Осаму, недовольно скривившись от вопроса, начал пояснять.
— Портовая Мафия та же организация одарённых, как и мы, но они имеют совершенно другие методы. Например, они покрывают мелкие контр-банды, незаконную торговлю, — он продолжать перечислять с такой же непринуждённостью, но в лице читалась осторожность, будто этот вопрос как-то касался его. — В этот раз, их договор с какой-то новоприбывшей контр-бандой был рассторгнут и теперь эти неизвестные люди досаждают всему городу. Убивают жителей, грабят мелкие магазины и даже склады, да и вычислить их проблематично.
Накаджима, вслушиваясь в тон речи, немного стал понимать, что к чему. Значит, в городе есть некая контр-банда, которая делает всё, что захочет и ради этого жертвует многими жизнями, при этом имевшая для себя покрытие от Портовой Мафии, ещё одной организации одарённых, занимающаяся тёмными делами. Но вдруг что-то переломилось и неизвестные плевали на все амбиции, начиная показывать свою силу в виде крушения города и убийства его жителей. Всё это происходило и происходит, похоже, по сей день, мафия вступила в сотрудничество с агентством, дабы получить от детективов информацию об этих наглецах. Однако, оценивая всю плачевность ситуации, ни детективы, ни мафиози не знают, где могут они находиться и что планируют дальше. Мысли о контрабанде заставляли светловласого ещё раз задуматься и вспомнить все происходившие с ним ужасы. Сначала его похищение, потом ночные нападения на склады и жертвы, полученные этими людьми. Предположения коллег Дазая были схожими с знаниями Ацуши «о своей банде». Так ни значит ли это, что детективы сейчас обсуждают именно ту контрабанду, в которую попал юноша? Если это так, то, когда придёт время и ему придётся рассказать обо всём происходившем с ним, наверняка будут вопросы по поводу того, был ли ты с ними заодно. А сознаваться в убийствах он не хотел, не по его воли происходил весь кромешный ужас. От таких мыслей, казавшимися очень правдоподобными, Ацуши незаметно дёрнулся и побледенел, а на лбу появилась холодная испарина. Теперь же оставалось только просить милости, лишь бы всё было хорошо.

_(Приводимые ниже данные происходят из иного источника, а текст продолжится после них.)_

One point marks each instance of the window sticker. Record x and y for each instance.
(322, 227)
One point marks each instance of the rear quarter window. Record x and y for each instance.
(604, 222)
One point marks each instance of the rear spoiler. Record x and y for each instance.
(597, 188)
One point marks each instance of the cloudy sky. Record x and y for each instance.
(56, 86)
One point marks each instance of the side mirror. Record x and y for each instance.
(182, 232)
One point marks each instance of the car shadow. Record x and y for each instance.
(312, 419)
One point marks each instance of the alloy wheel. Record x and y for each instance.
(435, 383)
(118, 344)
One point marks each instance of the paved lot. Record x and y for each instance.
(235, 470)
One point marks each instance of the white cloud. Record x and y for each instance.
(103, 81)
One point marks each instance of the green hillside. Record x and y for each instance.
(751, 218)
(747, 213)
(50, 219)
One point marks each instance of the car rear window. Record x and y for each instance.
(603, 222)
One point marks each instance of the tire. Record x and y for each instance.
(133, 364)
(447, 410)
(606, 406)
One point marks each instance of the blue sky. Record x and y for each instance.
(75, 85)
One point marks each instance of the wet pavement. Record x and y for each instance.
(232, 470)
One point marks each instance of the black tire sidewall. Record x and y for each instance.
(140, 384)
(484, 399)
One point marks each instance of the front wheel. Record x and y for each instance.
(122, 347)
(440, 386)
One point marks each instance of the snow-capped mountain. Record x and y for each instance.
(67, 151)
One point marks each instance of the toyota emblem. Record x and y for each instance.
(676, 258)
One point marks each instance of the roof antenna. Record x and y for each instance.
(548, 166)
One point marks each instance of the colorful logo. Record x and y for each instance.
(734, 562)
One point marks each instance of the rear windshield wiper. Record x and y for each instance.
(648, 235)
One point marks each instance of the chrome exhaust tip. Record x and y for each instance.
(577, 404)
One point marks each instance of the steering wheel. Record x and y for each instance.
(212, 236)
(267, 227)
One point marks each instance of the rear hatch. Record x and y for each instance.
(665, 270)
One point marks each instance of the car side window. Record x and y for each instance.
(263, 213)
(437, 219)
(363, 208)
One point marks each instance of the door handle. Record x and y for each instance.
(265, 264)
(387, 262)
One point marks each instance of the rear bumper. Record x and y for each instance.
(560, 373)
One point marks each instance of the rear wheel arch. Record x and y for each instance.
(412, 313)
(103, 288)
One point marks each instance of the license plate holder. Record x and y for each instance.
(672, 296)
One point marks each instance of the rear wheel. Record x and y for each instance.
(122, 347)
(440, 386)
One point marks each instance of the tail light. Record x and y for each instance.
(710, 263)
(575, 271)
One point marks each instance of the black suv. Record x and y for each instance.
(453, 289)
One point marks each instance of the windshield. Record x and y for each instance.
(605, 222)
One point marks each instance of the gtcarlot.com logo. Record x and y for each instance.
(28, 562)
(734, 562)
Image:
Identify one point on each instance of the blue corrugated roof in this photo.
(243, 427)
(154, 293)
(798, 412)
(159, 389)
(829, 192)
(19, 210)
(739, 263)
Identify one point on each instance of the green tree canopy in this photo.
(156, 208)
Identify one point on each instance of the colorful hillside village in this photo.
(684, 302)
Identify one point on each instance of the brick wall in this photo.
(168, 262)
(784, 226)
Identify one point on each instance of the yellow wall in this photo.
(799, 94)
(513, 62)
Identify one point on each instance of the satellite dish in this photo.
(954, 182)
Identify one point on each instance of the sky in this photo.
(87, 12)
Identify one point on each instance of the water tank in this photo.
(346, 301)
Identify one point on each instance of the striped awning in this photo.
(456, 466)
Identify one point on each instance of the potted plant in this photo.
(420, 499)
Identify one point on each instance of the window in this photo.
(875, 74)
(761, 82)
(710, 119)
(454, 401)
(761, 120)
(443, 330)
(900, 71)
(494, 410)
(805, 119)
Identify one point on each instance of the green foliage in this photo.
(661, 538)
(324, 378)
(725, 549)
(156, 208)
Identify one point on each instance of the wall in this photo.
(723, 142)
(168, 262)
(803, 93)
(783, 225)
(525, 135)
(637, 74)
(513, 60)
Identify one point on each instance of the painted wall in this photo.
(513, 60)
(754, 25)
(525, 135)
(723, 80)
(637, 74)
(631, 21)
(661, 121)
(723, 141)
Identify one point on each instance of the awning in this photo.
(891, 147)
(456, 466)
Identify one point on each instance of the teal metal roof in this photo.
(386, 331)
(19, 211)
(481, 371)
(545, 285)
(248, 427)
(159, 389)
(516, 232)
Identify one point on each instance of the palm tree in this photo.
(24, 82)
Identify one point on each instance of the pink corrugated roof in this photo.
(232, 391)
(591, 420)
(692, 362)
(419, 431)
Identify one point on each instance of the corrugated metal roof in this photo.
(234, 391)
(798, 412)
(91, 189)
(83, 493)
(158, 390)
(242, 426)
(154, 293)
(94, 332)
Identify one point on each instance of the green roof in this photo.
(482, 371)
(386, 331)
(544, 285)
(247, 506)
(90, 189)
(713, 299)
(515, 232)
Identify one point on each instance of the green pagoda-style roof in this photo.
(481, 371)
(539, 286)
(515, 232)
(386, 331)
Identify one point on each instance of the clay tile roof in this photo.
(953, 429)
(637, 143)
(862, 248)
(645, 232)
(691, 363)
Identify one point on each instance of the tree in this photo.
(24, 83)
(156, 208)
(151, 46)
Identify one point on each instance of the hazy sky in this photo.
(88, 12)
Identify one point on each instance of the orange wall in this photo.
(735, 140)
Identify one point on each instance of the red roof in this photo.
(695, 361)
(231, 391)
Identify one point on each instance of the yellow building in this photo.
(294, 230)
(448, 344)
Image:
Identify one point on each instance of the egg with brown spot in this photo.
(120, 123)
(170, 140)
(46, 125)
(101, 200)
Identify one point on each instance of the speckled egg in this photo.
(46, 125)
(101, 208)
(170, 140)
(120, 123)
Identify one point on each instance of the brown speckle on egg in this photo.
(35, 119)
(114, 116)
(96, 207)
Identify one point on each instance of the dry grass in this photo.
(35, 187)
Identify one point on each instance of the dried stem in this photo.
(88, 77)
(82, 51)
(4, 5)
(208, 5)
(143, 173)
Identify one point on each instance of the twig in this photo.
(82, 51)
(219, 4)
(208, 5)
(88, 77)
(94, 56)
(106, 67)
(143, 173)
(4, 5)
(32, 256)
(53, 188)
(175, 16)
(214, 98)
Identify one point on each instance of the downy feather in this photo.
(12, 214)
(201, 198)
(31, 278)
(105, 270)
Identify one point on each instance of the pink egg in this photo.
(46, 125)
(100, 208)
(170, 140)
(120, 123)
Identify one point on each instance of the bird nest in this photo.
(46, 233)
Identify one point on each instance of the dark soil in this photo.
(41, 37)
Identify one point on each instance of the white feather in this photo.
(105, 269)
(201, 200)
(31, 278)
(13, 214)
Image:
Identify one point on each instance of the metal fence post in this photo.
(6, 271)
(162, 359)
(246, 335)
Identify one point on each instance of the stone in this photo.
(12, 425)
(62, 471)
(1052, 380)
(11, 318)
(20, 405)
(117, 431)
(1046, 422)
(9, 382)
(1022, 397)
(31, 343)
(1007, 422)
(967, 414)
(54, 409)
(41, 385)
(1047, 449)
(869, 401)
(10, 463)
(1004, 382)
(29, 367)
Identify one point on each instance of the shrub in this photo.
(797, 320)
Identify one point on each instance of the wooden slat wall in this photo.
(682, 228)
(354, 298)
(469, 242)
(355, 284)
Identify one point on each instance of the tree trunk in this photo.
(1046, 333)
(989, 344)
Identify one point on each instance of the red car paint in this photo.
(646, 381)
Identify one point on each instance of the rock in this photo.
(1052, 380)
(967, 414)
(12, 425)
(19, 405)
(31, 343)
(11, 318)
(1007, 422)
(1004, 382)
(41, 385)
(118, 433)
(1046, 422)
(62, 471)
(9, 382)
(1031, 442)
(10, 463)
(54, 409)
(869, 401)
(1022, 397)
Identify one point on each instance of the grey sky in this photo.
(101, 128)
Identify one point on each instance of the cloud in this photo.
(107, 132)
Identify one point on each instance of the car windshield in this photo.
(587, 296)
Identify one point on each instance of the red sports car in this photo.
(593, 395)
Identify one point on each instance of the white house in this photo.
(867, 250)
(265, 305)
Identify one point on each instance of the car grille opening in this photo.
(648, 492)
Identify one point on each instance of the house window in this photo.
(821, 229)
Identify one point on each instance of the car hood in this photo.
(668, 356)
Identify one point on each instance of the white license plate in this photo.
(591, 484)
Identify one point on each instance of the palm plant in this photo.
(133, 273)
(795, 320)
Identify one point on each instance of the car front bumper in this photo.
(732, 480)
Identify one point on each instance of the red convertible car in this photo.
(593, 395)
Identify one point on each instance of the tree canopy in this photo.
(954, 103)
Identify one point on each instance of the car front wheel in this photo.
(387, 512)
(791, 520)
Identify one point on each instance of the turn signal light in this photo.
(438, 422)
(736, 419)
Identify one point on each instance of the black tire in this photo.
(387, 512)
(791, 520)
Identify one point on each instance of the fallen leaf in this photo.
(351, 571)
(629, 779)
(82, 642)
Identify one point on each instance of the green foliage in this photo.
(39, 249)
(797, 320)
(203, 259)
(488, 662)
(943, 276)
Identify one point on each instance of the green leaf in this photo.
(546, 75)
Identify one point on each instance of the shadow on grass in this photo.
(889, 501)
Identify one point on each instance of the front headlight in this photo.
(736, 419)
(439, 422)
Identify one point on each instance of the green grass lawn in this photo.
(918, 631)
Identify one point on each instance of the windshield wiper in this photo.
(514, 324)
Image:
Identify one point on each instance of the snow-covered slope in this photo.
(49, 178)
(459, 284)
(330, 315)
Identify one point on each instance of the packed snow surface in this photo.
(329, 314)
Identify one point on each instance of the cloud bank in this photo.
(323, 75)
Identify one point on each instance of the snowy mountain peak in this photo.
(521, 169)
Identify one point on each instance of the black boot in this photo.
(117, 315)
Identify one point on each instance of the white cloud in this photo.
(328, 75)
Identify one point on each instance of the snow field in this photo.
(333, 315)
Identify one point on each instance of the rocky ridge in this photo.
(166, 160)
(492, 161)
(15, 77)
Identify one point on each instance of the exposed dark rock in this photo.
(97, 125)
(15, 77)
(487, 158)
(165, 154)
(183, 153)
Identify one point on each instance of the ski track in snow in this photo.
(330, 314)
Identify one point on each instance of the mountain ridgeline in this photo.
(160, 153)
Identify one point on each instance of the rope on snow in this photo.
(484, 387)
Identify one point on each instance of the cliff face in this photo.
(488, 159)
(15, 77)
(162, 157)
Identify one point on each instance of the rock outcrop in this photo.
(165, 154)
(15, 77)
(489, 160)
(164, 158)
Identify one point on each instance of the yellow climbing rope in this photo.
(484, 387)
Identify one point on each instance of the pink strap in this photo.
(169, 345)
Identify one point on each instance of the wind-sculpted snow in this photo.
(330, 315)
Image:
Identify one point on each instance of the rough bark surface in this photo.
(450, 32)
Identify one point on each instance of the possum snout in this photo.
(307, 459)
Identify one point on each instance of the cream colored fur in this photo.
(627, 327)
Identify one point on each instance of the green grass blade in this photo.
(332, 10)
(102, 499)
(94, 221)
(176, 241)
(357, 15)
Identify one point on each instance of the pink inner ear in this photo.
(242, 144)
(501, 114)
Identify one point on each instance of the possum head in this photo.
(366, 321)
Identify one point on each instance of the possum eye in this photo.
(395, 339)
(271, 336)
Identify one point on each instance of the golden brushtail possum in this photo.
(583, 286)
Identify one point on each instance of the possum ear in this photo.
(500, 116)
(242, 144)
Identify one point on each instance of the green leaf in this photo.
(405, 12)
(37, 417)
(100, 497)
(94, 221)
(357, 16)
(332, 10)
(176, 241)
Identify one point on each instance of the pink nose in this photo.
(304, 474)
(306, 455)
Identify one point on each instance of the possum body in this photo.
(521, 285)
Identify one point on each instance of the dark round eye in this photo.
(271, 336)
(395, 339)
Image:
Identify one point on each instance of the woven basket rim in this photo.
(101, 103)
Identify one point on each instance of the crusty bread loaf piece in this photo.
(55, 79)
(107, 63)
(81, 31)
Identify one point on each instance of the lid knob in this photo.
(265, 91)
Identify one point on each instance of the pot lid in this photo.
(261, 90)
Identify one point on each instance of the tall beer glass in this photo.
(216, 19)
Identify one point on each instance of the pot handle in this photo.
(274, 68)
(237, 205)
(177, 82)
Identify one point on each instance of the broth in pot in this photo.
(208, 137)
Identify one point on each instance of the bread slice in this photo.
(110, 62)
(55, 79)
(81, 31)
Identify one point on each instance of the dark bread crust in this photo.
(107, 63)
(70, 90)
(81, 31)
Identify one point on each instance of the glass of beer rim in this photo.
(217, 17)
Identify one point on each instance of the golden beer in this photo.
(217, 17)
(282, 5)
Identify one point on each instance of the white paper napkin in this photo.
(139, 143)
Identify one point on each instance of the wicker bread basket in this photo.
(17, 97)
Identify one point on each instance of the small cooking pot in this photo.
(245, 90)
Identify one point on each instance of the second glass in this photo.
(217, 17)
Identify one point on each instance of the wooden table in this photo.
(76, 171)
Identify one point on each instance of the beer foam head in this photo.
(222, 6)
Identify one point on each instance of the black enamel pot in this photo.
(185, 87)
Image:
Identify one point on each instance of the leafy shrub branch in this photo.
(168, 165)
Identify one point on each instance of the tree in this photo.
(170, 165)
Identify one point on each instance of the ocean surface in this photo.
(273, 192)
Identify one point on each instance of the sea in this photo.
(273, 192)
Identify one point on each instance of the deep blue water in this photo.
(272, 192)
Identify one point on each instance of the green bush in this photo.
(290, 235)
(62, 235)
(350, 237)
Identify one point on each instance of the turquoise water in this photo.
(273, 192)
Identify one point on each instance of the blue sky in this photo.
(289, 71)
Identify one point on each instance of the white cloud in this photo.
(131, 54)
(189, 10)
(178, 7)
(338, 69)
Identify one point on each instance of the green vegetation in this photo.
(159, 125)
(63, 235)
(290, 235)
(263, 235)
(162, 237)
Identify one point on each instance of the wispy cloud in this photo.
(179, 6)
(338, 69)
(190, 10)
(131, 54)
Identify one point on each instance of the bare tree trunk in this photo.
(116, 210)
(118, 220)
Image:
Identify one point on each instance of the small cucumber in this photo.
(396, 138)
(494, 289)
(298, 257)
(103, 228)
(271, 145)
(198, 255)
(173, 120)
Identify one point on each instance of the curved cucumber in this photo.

Но, может, пока есть ещё время, лучше сознаться в своих деяния, хотя бы одному человеку?
— Мы мафии ни чем не обязаны, так что не стоит расчитывать на их радушие только из-за одной просьбы, — произнёс идиалист, оповествовав, что это вовсе не радужная и красочная жизнь. Да и звучало это весьма убедительно, действительно, станут ли мафиози любезничать с детективами. — Они сами вскопали себе могилу, не нам её зарывать. Директор сказал, что расследование нужно продолжить, пока ещё больше жертв не стало.
Но в силу поступившей лени никто не желал продолжать это мученье. Сотрудники только пожимали плечами и тяжко вздыхали, повествуя, что слишком устали. А время близилось к четырём часам пятничного вечера, когда вся городская живность по-немногу выползала с офисов и стремглав направлялась домой. По добрым меркам, они бы тоже давно бы ушли, если бы не это противное и отягощающее слово «обязанность». Работа, тут уж ничего не попишешь.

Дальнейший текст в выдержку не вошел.